I felt someone else’s attention.
I peered around Ferne, who stood to my right. Across from us, standing amongst her family, Elyse Estlore’s gaze shot to me.
My heart jolted .
There was strain on her face. Her golden skin had paled, and she fixed her unnerving stare on mine.
Oh my gods, she didn’t recognize what’s inside me, did she?
Lyressa and Urstlo hungrily fixated on the tithe, on her pure soul shining like a beacon. But Master Sirro was still searching for me, a furrow between his brows. He folded one arm over his chest, while his other hand curled beneath his chin, stroking through the bristles of his short neat beard with a crooked finger, brushing back and forth along his jawline.
Narrowed golden eyes bounced between the Estlores and Crowthers.

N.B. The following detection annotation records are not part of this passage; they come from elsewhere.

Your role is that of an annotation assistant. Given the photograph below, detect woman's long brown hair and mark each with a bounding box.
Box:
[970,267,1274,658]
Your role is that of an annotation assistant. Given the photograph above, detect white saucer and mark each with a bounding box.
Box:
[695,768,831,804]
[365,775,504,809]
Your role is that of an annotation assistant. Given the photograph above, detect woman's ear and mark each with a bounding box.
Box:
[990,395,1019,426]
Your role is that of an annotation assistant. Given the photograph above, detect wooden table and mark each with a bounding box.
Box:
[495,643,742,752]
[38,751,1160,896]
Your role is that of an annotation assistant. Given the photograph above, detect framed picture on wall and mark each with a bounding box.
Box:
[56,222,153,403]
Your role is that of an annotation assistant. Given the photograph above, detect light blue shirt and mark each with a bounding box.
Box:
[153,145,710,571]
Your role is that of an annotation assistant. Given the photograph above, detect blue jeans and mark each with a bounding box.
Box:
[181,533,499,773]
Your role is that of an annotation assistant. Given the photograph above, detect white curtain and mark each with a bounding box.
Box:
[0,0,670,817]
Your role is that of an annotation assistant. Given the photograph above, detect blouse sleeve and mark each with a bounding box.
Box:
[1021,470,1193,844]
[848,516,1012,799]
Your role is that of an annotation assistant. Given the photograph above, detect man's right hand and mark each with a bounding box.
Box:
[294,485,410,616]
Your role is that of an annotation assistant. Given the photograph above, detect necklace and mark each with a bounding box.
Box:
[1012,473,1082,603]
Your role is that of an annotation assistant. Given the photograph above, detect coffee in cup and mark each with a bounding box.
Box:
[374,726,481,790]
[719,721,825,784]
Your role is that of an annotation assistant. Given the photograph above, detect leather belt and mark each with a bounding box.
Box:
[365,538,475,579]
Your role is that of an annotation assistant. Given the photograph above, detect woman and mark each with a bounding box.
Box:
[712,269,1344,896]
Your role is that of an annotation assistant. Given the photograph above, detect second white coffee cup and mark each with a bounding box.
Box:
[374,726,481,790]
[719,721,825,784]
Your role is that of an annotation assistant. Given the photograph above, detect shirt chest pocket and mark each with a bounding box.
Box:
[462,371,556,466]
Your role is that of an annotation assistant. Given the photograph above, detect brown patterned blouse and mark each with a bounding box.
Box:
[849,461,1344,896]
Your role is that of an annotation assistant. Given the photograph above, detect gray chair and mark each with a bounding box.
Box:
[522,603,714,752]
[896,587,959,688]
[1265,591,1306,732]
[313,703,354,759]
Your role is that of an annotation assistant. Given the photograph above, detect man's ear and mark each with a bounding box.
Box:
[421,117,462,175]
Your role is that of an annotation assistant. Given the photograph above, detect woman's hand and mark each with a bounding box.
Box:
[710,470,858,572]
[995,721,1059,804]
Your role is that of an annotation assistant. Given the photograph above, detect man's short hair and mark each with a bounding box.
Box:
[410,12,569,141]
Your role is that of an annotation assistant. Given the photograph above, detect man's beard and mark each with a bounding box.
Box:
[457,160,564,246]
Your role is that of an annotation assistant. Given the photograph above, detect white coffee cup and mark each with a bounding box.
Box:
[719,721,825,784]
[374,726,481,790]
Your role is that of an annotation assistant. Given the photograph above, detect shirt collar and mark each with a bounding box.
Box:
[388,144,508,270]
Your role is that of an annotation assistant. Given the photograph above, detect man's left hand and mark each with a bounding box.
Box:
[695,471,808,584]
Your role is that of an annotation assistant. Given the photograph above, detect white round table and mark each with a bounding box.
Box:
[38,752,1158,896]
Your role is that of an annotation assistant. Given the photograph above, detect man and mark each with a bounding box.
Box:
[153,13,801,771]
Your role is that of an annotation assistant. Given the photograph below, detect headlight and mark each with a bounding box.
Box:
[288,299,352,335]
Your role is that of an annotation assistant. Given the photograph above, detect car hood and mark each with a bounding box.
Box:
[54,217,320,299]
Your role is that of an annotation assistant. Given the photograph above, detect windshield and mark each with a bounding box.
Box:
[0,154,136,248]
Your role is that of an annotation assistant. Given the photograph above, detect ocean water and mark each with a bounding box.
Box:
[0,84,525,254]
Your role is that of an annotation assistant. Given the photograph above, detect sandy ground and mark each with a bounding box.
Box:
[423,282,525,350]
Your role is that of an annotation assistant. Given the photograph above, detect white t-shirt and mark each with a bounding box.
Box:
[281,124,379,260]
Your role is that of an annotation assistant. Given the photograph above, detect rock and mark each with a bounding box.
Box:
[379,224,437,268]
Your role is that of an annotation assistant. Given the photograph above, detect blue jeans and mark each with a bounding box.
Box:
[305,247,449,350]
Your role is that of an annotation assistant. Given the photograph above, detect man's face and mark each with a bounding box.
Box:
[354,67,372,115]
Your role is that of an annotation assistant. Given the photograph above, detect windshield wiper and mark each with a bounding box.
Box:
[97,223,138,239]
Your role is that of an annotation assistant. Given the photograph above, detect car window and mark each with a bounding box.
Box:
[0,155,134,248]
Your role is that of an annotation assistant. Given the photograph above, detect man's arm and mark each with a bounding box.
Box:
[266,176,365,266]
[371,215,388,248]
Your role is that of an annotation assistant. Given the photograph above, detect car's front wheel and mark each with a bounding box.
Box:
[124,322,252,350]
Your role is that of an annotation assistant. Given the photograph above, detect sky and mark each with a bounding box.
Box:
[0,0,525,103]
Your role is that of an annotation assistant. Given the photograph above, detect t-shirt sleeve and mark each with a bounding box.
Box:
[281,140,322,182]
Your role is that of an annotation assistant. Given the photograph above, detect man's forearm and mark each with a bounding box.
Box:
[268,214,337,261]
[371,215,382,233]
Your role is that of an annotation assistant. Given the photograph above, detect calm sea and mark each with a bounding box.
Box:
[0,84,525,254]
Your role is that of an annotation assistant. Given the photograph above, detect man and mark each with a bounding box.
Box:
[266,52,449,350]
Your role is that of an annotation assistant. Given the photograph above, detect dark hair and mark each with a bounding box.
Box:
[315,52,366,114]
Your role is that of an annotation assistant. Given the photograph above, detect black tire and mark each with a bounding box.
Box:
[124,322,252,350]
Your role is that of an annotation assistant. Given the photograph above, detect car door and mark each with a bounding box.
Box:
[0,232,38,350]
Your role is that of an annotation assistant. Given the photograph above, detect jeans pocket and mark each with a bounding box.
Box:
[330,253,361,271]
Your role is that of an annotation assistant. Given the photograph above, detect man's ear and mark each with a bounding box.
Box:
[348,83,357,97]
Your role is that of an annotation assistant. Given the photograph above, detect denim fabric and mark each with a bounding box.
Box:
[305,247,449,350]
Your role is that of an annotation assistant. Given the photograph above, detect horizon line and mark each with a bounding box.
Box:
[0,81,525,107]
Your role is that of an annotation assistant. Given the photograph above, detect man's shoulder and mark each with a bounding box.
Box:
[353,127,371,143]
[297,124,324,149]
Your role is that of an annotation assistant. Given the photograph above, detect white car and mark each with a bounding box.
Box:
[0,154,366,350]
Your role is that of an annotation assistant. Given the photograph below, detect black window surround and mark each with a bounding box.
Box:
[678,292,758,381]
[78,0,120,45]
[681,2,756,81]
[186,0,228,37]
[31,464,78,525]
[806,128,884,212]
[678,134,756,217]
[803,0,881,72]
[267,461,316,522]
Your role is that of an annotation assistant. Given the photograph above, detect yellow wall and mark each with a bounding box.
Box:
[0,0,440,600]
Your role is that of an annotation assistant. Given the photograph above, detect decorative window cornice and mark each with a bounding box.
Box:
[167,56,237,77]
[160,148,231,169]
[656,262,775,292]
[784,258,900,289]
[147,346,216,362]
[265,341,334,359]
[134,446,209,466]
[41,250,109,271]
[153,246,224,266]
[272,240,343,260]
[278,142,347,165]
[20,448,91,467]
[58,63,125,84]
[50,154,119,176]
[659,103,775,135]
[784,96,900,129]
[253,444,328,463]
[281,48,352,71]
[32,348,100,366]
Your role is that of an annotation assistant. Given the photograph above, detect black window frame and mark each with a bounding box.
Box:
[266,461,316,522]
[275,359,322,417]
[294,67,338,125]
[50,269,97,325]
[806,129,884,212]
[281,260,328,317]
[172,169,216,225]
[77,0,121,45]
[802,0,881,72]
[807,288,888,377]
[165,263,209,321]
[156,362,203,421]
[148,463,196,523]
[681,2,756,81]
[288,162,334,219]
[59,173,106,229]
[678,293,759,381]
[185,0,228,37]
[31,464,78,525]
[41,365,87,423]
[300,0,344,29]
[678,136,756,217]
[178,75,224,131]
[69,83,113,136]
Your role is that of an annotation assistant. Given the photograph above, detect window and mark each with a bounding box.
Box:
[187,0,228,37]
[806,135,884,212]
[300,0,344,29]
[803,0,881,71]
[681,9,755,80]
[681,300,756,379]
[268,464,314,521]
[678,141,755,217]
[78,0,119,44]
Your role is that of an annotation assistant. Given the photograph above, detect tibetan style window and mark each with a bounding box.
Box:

Inside, that familiar fizzing feeling bubbled in my veins and under my skin, as if I was going to erupt like a ripe peach split and full of juice. My chest fell and rose with short panicked breaths. I gritted my teeth, trying to keep the gasp for oxygen from resounding in the cold, airy space.
I was breaking apart. I didn’t know how much longer I could keep it together.
I trembled with the effort, my adamere bracelet shivering with me as the creature fought to free itself. Fat drops of sweat rolled from my temples like tears. Gods, it was so powerful. I knew how powerful it could be.
Gripping my beads tighter, as tight as my hold on the thing thrashing around inside me, I willed it back down, begged it to hide— My roots are deep, my strength is stone, my breath the wind. I bow to none.